Loading list as dataset

I understand typically I should save a list of data (e.g., list = [{"text": "...", "label": 1}, {"text": '...', "label": 1},...]) as a json file and use load_dataset("json", data_files="/path/data.json") to load as dataset. However in this use case, this list is generated on the fly, so I would like to load a list directly as a dataset. I used load_dataset(list) but got the following error:

TypeError: expected str, bytes or os.PathLike object, not list

Is there some way to allow me to directly load list as dataset?

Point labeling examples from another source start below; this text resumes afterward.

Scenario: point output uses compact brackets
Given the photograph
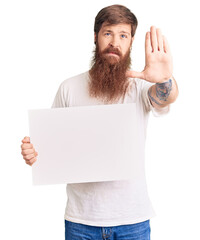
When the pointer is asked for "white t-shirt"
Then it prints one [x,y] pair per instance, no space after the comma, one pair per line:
[109,203]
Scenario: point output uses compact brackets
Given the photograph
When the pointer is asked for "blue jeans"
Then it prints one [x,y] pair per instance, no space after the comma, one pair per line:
[138,231]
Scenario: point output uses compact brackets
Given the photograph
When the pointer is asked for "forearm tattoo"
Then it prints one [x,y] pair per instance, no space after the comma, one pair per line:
[162,92]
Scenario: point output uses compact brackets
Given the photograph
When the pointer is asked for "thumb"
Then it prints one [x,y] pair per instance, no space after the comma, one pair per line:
[26,140]
[134,74]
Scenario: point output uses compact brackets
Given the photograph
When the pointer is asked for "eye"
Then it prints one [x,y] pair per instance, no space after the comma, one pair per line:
[107,34]
[123,36]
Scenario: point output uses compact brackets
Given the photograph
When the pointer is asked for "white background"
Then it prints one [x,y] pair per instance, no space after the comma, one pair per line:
[43,42]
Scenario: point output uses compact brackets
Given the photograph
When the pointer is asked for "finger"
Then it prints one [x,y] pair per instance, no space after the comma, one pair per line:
[148,48]
[28,151]
[33,160]
[165,45]
[26,146]
[159,39]
[134,74]
[153,38]
[26,140]
[29,156]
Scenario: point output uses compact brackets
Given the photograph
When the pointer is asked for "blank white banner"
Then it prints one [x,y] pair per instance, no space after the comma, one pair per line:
[85,144]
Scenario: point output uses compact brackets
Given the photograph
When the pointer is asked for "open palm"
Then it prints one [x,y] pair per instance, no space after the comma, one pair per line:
[158,59]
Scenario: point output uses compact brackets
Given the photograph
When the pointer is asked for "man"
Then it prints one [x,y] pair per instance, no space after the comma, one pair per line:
[115,209]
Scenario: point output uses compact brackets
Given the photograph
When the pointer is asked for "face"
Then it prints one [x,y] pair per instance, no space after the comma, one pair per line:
[114,40]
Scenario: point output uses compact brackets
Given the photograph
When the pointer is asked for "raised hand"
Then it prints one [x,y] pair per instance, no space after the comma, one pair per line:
[158,59]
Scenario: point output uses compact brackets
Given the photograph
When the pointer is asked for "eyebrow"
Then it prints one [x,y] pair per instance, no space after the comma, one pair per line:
[107,30]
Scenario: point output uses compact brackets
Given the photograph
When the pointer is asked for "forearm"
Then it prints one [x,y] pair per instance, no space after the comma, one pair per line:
[162,94]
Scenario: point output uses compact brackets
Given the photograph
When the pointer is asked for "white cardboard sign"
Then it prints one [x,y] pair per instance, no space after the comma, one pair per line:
[85,144]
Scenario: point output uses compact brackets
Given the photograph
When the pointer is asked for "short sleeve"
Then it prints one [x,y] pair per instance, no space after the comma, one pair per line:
[147,104]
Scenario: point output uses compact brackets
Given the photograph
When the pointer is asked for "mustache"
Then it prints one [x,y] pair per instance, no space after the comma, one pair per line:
[112,50]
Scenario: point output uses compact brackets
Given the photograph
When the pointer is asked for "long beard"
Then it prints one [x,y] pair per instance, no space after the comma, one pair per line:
[108,81]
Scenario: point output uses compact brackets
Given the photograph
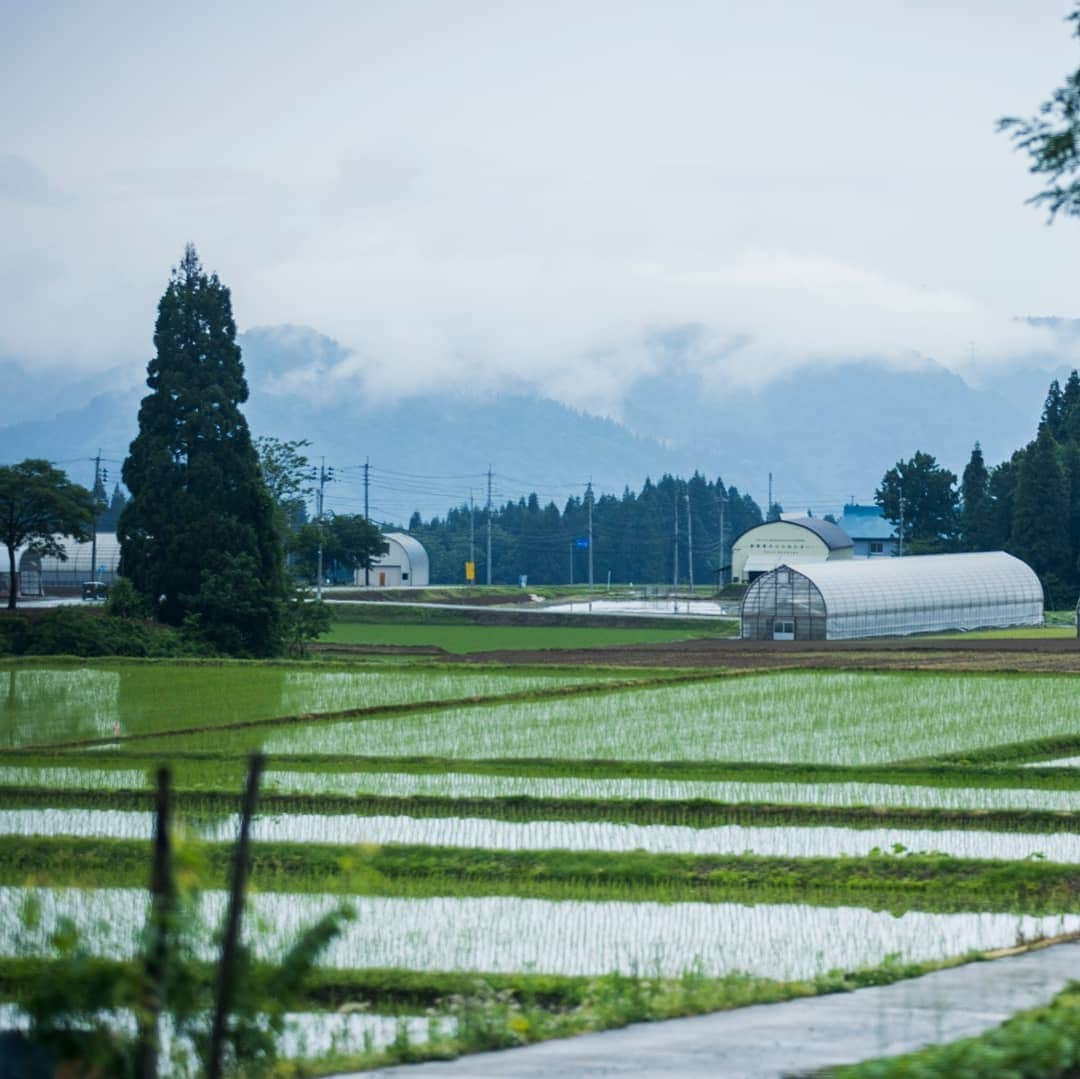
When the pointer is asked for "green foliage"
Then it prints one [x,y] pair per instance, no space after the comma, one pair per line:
[71,999]
[124,601]
[976,525]
[201,517]
[287,474]
[305,619]
[38,507]
[632,535]
[1040,1043]
[349,540]
[929,497]
[1051,139]
[1039,509]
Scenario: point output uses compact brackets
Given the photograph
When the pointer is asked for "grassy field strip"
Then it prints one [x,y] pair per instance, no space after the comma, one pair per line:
[43,705]
[200,770]
[75,778]
[239,736]
[508,934]
[306,1035]
[825,717]
[825,841]
[455,785]
[477,638]
[698,814]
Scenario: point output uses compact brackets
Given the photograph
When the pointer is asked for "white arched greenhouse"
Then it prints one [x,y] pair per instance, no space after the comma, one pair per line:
[886,597]
[404,565]
[40,574]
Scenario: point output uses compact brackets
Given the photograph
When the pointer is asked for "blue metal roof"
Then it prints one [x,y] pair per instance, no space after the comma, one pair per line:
[865,522]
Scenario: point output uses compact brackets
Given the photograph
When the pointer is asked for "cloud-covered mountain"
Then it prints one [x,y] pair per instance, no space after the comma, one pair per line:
[826,433]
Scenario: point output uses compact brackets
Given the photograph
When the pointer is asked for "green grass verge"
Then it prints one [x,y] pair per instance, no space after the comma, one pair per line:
[1039,1043]
[461,639]
[883,882]
[490,1011]
[690,813]
[404,616]
[1018,633]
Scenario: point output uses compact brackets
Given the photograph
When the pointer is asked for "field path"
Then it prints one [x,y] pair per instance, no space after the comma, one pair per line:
[798,1036]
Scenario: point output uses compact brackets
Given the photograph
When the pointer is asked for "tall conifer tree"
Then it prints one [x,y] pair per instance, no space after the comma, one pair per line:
[975,512]
[198,536]
[1040,517]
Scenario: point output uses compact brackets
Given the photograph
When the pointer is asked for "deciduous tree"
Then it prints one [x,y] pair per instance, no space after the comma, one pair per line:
[38,506]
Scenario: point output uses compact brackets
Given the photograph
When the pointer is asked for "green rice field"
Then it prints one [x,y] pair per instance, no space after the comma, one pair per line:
[730,837]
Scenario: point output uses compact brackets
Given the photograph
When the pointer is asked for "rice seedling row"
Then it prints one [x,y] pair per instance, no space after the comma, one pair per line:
[507,934]
[885,881]
[477,834]
[105,702]
[818,717]
[194,771]
[694,814]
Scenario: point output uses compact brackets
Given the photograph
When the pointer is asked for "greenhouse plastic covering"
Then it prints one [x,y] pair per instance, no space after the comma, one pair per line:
[893,596]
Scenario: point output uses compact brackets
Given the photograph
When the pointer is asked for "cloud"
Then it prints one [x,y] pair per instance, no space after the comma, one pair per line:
[22,181]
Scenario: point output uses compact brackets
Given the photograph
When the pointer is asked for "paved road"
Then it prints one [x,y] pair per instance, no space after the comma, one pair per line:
[771,1040]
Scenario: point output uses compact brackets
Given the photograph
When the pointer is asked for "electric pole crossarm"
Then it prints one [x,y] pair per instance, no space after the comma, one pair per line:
[489,524]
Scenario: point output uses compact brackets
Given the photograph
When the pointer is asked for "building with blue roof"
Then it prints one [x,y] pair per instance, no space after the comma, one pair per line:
[872,535]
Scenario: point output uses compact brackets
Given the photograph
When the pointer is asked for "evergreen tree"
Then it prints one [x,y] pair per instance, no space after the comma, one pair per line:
[1053,409]
[929,497]
[976,509]
[1070,409]
[109,520]
[1040,518]
[198,537]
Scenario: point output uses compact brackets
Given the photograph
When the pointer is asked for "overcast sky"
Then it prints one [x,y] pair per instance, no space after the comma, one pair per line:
[521,194]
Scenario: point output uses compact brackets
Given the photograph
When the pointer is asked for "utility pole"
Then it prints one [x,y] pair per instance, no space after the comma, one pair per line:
[489,524]
[589,501]
[472,535]
[367,470]
[724,499]
[325,476]
[100,475]
[689,540]
[675,560]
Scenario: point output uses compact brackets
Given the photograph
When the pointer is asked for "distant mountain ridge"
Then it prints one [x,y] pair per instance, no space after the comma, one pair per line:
[825,433]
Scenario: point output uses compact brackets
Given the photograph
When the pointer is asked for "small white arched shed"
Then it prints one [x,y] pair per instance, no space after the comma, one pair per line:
[404,566]
[38,575]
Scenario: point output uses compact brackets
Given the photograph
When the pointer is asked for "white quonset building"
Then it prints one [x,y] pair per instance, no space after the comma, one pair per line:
[879,597]
[404,565]
[38,575]
[791,541]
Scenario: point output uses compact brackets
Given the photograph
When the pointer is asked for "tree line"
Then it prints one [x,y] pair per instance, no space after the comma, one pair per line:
[1028,504]
[634,537]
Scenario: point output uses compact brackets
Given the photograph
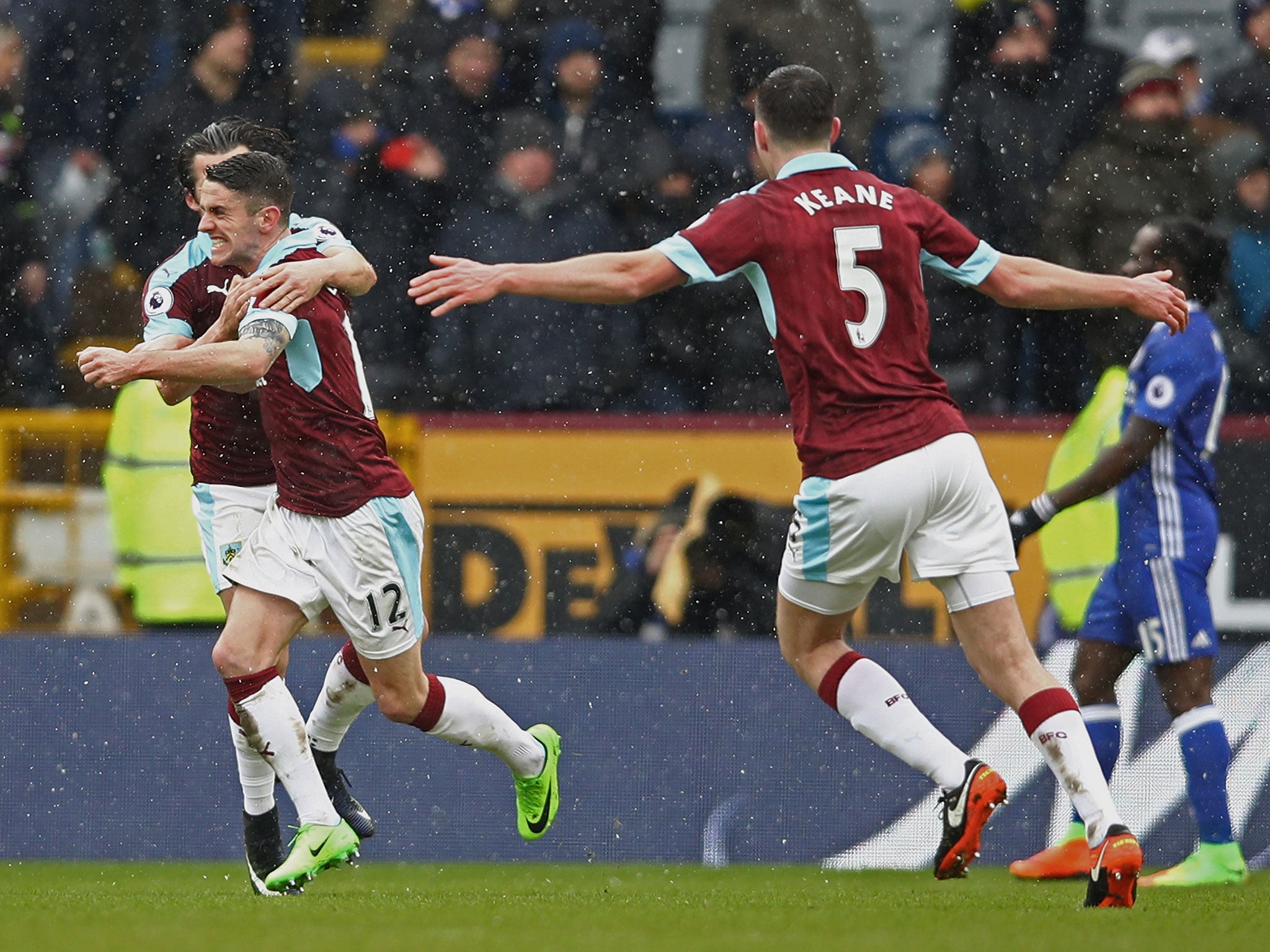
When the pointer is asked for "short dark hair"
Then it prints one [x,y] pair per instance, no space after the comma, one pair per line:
[796,103]
[260,177]
[1199,252]
[225,135]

Hi! You can use Dataset.from_list(list) to create a Dataset from a Python list.

PS: Dataset.from_list was added to datasets in version 2.5.0, so if your installation is older than that, update it with pip install -U datasets.

4 Likes

worked perfectly. Thanks!

Is it possible to create similar data from list of strings ?

Currently I do
dataset = Dataset.from_list(math_sentences) #math_sentences is array of string

but I got

---------------------------------------------------------------------------
AttributeError                            Traceback (most recent call last)
Cell In[16], line 3
      1 from datasets import Dataset
----> 3 dataset = Dataset.from_list(math_sentences)  #math_sentences is array of string

File ~\AppData\Local\Packages\PythonSoftwareFoundation.Python.3.11_qbz5n2kfra8p0\LocalCache\local-packages\Python311\site-packages\datasets\arrow_dataset.py:950, in Dataset.from_list(cls, mapping, features, info, split)
    934 """
    935 Convert a list of dicts to a `pyarrow.Table` to create a [`Dataset`]`.
    936 
   (...)
    947     [`Dataset`]
    948 """
    949 # for simplicity and consistency wrt OptimizedTypedSequence we do not use InMemoryTable.from_pylist here
--> 950 mapping = {k: [r.get(k) for r in mapping] for k in mapping[0]} if mapping else {}
    951 return cls.from_dict(mapping, features, info, split)

File ~\AppData\Local\Packages\PythonSoftwareFoundation.Python.3.11_qbz5n2kfra8p0\LocalCache\local-packages\Python311\site-packages\datasets\arrow_dataset.py:950, in <dictcomp>(.0)
    934 """
    935 Convert a list of dicts to a `pyarrow.Table` to create a [`Dataset`]`.
    936 
   (...)
    947     [`Dataset`]
    948 """
    949 # for simplicity and consistency wrt OptimizedTypedSequence we do not use InMemoryTable.from_pylist here
--> 950 mapping = {k: [r.get(k) for r in mapping] for k in mapping[0]} if mapping else {}
    951 return cls.from_dict(mapping, features, info, split)

File ~\AppData\Local\Packages\PythonSoftwareFoundation.Python.3.11_qbz5n2kfra8p0\LocalCache\local-packages\Python311\site-packages\datasets\arrow_dataset.py:950, in <listcomp>(.0)
    934 """
    935 Convert a list of dicts to a `pyarrow.Table` to create a [`Dataset`]`.
    936 
   (...)
    947     [`Dataset`]
    948 """
    949 # for simplicity and consistency wrt OptimizedTypedSequence we do not use InMemoryTable.from_pylist here
--> 950 mapping = {k: [r.get(k) for r in mapping] for k in mapping[0]} if mapping else {}
    951 return cls.from_dict(mapping, features, info, split)

AttributeError: 'str' object has no attribute 'get'
3 Likes

@tempdeltavalue I had the same issue loading a list of strings. The fix was to convert it into a list of dicts, with each dict containing ‘text’ as a key and the actual string as the value.